Renforcer la résilience : technique et formation

Pour prévenir les dégâts liés aux tempêtes et garantir la durabilité du matériel, des formations ont été organisées dans tout le pays à l’intention des techniciens de district et des centres de santé.

Certaines pratiques techniques sont désormais considérées comme essentielles : installer les panneaux solaires sur des poteaux métalliques — notamment sur des bâtiments anciens non renforcés —, éviter les panneaux de grande taille plus vulnérables au vent, ou encore les disposer de façon à optimiser leur exposition.

Le centre de santé de base d’Andranokoditra, sur la côte est de Madagascar. De nombreux établissements ruraux sont construits en matériaux légers et exposés aux aléas climatiques.
Crédit : Telolahy Zô Michel Ah-kan 

Le choix de la taille des panneaux est particulièrement déterminant. « Un gros panneau résiste mal aux vents violents », souligne Andrianaina. Pour répartir la prise au vent et limiter les risques d’arrachement, il est recommandé d’utiliser plusieurs petits panneaux plutôt qu’un grand : par exemple, quatre panneaux de 100 watts sont préférables à un seul de 400 watts. Cette stratégie, couplée à une bonne fixation, contribue à renforcer la résistance des installations face aux cyclones.

Dans les régions du Sud, un autre ennemi menace les installations : les tempêtes de sable (tiomena), qui recouvrent les panneaux de poussière et réduisent leur efficacité. Là aussi, le nettoyage régulier devient un geste de maintenance incontournable.

Sur l’île de Sainte-Marie, dans l’océan Indien, les centres de santé ont su adapter leurs installations pour résister aux cyclones. Aucun panneau solaire n’a été arraché ces dernières années, grâce à une surveillance régulière et à des fixations renforcées.

« Les vents, quelle que soit leur intensité, n’ont jamais arraché aucune de nos plaques solaires », témoigne Telolahy Zô Michel Ah-Kan, responsable local de la chaîne du froid.

Un seul centre, le CSB II d’Agniribe, pose problème : situé à flanc de colline et entouré de manguiers, il reçoit peu de soleil. Les autorités locales cherchent actuellement une solution pour optimiser son ensoleillement.

Une adaptation nécessaire

Dans certaines régions très exposées, comme Ambodibonara, dans le nord-ouest du pays, la réponse est aussi collective. Depuis 2007, le maire Thomas Arsène Tomboravo mise sur une approche communautaire pour garantir la continuité du service de santé.

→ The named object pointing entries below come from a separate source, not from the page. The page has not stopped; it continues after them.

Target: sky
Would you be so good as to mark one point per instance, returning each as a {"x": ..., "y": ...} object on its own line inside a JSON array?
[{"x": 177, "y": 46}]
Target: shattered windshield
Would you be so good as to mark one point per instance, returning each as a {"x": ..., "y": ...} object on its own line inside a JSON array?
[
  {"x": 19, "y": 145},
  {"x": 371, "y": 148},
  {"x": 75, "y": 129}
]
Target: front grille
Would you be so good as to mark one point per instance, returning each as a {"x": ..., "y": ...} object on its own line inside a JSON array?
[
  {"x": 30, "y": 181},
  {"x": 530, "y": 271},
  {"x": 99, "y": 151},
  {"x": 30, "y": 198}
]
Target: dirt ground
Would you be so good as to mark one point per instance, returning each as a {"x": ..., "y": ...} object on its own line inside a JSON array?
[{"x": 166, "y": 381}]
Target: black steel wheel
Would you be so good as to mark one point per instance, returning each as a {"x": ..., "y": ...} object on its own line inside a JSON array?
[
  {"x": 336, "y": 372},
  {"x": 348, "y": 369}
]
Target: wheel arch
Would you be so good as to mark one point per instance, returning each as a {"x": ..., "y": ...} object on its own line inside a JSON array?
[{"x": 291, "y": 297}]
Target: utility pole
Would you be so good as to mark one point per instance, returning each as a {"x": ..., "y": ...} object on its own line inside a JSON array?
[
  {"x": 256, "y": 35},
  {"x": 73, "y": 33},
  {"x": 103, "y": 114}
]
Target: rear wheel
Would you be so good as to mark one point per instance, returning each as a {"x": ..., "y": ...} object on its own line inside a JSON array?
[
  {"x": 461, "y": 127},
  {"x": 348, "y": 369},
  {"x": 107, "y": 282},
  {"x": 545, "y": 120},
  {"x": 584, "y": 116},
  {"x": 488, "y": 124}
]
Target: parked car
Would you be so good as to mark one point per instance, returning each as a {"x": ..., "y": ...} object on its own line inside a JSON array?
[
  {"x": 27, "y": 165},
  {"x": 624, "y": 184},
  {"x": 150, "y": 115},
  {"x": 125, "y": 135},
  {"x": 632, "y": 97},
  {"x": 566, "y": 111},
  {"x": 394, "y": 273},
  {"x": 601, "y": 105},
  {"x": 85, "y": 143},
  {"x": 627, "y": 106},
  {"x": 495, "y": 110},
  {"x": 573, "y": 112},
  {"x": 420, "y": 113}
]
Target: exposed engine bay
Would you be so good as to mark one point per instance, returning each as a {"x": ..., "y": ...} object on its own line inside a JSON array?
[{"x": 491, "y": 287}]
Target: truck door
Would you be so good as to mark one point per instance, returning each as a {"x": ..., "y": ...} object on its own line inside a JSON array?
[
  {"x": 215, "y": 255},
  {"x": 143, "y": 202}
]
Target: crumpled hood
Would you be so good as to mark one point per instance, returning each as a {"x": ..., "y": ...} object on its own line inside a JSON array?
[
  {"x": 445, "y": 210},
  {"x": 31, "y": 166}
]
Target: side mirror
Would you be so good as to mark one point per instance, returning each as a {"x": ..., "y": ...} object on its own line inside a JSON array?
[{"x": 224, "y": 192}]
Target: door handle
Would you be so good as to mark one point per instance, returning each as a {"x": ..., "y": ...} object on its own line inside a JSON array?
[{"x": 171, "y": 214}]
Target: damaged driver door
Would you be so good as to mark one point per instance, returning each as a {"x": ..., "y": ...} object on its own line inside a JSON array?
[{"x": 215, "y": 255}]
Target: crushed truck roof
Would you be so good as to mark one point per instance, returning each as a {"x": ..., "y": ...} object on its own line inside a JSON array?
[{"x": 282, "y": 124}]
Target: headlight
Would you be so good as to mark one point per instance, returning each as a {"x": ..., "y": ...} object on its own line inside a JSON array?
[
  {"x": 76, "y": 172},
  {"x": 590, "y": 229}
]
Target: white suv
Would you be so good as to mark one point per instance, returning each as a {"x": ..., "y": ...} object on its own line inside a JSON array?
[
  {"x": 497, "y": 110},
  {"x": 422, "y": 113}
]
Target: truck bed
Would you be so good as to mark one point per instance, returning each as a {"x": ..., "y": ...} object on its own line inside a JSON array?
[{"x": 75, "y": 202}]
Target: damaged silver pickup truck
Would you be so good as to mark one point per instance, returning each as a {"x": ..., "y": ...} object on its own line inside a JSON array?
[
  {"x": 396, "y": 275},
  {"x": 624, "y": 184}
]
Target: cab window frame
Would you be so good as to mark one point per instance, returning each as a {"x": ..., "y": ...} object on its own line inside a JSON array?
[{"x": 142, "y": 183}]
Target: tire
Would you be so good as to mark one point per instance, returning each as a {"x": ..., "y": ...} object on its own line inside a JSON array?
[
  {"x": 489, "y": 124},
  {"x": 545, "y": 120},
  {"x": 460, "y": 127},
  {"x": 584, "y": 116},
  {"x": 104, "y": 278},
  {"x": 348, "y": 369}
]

« Nous mobilisons les forces vives locales. Les opérateurs économiques se cotisent pour réparer ou remplacer les équipements. Tout le monde participe, car nous savons qu’il s’agit de sauver des vies », affirme l’élu.

L’éloignement géographique renforce cette solidarité : « Notre commune est très isolée. C’est une question vitale que les vaccins soient toujours disponibles », insiste-t-il.

Alors que le gouvernement malgache s’oriente vers la construction de centres de santé "aux normes", mieux adaptés aux aléas climatiques, l’expérience de terrain montre que la résilience vaccinale passe autant par la technique que par l’implication des communautés.

Face à la multiplication des chocs climatiques, la question n’est plus seulement celle de l’accès à l’énergie, mais celle de la robustesse, de la maintenance et de la gouvernance. Dans cette course contre la montre, Madagascar pose les bases d’un système plus durable — à condition que les moyens et les solidarités suivent.